To sum it up in a simple phrase, the mortgage investment company is still on the rocks.  The main reason for this is that while most companies were hit with one crisis, these companies were hit with two subsequent crisis period. From 2007 to 2009, there were two distinct financial crises. The first crisis was the sub-prime mortgage collapse. The second crisis involved all financial markets. Most companies were impacted greatly by the second crisis, however mortgage investment companies were severely impacted by both. Recovering from back to back financial blows is a difficult and slow process.
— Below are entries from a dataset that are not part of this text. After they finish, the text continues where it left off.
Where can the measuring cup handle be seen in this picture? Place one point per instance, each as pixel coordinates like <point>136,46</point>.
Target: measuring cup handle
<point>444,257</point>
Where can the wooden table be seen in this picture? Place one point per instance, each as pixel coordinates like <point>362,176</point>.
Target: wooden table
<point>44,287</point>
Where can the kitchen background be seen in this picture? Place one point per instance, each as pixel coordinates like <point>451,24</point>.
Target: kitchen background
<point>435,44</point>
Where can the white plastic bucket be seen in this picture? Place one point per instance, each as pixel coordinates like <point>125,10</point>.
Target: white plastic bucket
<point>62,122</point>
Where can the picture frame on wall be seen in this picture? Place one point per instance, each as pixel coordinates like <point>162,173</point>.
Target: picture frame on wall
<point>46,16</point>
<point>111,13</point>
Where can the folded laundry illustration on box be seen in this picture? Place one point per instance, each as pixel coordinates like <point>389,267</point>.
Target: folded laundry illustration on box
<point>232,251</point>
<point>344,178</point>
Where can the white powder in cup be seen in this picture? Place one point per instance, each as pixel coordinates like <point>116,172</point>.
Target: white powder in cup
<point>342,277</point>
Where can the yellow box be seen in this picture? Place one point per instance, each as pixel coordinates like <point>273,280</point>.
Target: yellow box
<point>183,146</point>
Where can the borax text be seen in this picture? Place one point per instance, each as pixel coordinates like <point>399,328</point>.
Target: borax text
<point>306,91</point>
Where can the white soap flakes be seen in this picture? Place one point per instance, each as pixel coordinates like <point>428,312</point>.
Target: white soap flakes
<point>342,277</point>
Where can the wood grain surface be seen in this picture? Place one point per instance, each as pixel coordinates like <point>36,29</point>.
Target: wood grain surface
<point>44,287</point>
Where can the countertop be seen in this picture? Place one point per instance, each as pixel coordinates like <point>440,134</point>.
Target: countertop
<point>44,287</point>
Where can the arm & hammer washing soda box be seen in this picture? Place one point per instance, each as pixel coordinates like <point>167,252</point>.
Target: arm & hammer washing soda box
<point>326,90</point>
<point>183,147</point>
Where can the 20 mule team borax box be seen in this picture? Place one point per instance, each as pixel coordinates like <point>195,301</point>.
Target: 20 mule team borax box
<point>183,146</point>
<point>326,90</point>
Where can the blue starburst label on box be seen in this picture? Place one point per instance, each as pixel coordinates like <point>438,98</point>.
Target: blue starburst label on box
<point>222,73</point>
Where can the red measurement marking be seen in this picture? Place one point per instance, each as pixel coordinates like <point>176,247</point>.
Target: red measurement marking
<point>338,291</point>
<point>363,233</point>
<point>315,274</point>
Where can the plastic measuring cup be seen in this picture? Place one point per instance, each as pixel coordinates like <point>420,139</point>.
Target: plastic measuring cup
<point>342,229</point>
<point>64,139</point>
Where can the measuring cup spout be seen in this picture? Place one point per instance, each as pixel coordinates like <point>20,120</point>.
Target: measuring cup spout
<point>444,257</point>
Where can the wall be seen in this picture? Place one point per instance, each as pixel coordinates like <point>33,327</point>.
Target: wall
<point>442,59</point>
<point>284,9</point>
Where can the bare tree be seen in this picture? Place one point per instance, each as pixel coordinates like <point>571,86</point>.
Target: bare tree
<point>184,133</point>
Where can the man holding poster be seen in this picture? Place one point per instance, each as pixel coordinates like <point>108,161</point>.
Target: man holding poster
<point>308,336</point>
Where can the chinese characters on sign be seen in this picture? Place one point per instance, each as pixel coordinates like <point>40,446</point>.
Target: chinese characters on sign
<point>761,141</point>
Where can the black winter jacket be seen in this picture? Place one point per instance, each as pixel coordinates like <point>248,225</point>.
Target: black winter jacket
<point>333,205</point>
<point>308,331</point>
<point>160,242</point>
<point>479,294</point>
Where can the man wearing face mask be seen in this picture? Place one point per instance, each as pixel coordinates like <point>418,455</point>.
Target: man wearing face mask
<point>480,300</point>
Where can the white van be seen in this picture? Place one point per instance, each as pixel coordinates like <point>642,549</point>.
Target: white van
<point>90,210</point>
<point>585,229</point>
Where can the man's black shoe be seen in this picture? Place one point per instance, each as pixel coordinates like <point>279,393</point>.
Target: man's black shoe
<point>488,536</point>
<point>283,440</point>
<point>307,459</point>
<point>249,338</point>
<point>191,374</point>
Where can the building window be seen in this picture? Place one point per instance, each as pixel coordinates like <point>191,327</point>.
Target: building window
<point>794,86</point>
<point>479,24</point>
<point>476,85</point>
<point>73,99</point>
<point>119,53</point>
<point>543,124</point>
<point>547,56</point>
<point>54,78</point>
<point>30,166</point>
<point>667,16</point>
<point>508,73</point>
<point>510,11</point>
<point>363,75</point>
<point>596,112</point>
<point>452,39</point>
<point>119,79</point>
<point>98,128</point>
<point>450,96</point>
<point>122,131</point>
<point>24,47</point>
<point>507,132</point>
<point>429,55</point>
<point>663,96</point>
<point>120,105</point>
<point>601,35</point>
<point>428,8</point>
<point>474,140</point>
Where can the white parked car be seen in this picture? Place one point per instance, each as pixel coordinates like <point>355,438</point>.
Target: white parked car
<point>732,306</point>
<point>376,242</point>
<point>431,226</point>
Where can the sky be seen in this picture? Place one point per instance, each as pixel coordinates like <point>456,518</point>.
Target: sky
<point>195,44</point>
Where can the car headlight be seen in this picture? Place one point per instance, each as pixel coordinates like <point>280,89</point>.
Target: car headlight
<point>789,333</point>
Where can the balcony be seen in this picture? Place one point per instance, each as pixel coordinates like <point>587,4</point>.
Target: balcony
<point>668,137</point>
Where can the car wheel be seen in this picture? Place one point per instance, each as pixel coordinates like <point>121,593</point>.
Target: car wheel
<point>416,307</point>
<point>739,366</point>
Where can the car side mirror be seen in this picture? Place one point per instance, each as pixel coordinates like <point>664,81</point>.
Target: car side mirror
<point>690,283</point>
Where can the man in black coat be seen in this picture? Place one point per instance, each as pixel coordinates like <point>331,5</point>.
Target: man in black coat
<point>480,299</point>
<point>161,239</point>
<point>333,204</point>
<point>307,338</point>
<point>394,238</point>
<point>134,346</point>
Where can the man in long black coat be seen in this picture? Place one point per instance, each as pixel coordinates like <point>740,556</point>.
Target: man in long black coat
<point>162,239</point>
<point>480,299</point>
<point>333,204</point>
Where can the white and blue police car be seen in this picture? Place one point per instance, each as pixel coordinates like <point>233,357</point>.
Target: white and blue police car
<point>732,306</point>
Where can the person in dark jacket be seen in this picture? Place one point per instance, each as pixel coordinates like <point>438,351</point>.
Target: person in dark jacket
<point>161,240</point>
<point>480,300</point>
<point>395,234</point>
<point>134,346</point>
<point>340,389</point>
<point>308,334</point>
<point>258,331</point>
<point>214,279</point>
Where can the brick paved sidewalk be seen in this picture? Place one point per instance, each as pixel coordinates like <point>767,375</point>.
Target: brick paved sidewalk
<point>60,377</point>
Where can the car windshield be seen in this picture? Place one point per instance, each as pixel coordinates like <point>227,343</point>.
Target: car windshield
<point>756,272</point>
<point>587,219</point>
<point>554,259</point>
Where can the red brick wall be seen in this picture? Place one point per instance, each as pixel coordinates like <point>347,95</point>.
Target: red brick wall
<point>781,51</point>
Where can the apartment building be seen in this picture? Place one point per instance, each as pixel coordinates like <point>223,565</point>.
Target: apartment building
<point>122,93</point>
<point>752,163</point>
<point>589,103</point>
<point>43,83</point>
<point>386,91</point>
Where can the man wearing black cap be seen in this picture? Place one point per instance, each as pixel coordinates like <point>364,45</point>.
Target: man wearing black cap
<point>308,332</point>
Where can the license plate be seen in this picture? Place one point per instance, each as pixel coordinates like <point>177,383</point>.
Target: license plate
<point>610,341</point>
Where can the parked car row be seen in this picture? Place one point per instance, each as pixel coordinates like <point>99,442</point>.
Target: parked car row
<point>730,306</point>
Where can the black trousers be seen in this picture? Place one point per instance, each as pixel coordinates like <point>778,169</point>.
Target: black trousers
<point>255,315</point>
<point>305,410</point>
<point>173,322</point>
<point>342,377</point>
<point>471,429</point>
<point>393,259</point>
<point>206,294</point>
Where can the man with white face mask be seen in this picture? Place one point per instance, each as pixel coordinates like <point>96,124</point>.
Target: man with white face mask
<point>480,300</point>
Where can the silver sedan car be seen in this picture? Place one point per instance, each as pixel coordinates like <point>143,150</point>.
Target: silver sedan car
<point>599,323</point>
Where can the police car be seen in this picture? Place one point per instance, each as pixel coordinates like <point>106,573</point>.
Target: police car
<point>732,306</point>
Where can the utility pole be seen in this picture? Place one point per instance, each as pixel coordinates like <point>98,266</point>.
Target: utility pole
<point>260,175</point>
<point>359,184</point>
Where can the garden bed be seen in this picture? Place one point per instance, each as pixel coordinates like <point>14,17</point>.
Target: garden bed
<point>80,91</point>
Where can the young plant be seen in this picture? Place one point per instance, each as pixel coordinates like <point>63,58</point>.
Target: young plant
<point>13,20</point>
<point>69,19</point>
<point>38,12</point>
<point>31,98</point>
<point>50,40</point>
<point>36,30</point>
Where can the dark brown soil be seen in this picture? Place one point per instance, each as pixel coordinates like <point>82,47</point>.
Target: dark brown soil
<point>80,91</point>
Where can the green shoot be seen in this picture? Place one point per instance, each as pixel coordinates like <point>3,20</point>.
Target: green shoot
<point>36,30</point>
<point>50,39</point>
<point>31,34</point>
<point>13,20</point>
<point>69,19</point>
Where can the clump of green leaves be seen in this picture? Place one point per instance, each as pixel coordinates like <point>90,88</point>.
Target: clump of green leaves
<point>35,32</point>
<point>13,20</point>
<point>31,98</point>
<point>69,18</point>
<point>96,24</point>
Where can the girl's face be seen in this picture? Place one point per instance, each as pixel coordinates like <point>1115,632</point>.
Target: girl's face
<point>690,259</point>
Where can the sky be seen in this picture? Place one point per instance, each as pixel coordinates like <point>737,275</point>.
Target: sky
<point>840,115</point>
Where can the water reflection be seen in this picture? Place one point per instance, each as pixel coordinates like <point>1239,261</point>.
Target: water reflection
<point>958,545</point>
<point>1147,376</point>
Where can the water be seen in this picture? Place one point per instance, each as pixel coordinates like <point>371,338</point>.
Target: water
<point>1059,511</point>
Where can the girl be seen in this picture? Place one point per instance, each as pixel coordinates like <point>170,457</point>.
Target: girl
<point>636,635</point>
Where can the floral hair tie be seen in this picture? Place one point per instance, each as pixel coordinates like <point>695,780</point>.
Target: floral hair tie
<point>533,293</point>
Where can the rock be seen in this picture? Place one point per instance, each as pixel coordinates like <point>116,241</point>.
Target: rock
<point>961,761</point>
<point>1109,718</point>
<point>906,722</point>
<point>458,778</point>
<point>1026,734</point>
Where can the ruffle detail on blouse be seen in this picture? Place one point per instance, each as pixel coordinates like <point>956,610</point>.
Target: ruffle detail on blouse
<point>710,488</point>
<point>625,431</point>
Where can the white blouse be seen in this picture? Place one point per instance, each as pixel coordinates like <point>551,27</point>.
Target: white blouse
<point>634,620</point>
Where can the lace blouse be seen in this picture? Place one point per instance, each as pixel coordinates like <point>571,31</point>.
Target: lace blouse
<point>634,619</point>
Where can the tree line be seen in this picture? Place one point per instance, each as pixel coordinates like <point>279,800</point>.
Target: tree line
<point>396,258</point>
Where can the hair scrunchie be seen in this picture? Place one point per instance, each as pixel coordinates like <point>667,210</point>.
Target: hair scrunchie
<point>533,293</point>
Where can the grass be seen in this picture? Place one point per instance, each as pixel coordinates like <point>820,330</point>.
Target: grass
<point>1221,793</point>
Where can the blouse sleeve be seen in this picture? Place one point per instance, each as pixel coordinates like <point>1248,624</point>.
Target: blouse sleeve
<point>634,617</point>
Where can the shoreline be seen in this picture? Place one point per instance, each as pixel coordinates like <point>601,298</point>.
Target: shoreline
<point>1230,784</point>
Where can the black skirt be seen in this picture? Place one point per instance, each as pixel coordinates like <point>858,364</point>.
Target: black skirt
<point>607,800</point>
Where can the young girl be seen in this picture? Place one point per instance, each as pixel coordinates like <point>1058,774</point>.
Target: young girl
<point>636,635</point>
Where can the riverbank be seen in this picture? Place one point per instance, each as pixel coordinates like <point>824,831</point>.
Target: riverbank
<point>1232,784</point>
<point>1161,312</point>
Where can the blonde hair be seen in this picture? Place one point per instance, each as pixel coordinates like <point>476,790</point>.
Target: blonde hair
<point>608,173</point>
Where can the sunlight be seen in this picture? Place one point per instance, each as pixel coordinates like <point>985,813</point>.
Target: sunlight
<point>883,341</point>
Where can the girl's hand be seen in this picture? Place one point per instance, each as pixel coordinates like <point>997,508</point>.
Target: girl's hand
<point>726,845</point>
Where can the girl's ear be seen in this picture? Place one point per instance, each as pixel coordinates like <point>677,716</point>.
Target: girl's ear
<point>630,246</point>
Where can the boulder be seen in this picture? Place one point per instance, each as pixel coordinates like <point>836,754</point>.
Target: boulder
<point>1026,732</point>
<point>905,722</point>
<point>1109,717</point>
Recovery may be painstakingly slow for mortgage investment companies. The beginning of the process will occur once borrowers begin to purchase homes and lenders provide credit. But that is only the beginning because many mortgage investment companies have been eradicated.  The economy will need to establish consistent economic growth for a number of years before investors can once again raise sufficient funds to recover from their financial crisis. 

Therefore, although economic recovery will start to show in other areas, mortgage investment companies will be the last to recover. Although they were the first to be hurt with financial meltdowns, they will not be the first to recover-but the last.

Mortgage investment companies are critical within our economy because they promote competition and drive down interest rates and fees. Without them, large institutional banks can charge whatever they want and there is no one left to act as a consumer advocate.